[caption caption="sumber gambar ; http://cdn.sindonews.net/dyn/620/content/2015/10/27/42/1056470/7-poin-yang-dibahas-obama-dan-jokowi-di-gedung-putih-SpE.jpg"][/caption]
Jokowi telah melakukan kunjungan penting ke Amerika. Dia bertemu Obama dan membicarakan banyak hal berkaitan kerjasama bilateral Indonesia-Amerika. Masing-masing pihak saling menjaga hubungan yang sebelumnya sudah terjalin.

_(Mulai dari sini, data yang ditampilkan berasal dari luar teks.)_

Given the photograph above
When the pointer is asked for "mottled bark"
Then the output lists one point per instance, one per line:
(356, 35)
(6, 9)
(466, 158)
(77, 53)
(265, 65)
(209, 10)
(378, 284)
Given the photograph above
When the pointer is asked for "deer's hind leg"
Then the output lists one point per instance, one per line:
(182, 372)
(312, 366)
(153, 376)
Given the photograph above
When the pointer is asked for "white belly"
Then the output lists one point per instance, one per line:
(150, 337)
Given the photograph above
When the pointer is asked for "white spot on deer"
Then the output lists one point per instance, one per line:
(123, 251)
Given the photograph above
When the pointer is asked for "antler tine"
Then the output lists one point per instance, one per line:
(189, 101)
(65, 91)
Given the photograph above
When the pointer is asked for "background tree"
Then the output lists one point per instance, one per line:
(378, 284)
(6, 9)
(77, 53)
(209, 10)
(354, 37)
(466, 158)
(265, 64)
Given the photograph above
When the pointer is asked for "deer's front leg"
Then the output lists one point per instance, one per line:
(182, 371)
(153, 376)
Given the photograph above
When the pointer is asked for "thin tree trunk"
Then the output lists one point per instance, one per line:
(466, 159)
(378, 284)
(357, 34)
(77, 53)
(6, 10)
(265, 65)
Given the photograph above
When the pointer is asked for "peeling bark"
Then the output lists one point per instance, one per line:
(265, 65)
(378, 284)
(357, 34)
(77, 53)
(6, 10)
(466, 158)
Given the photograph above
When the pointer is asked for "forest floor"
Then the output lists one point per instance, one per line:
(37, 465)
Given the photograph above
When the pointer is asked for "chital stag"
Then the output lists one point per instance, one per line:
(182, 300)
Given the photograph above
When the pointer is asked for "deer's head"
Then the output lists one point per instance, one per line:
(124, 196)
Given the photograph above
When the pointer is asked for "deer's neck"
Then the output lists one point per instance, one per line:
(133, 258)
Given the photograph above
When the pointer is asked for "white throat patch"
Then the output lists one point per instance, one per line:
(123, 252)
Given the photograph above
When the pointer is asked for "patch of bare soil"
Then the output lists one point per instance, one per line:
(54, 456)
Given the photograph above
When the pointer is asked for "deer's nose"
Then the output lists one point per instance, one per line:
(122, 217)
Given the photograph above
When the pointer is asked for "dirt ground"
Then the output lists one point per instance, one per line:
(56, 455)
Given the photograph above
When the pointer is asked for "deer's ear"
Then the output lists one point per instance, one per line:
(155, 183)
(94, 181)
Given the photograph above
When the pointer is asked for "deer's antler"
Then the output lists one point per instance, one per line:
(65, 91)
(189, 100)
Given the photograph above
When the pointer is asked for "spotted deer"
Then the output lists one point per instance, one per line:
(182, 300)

Salah satu hal penting yang dibicarakan adalah keinginan Indonesia untuk bergabung dengan blok TPP (kesepakatan perdagangan bebas Trans Pacific Partnership). Tentu saja hal ini disambut oleh Amerika karena menyadari bahwa Indonesia merupakan negara yang seksi (punya potensi), yakni dari segi jumlah penduduk yang besar (market), sumberdaya alam, serta potensi politik sebagai negara demokrasi yang besar.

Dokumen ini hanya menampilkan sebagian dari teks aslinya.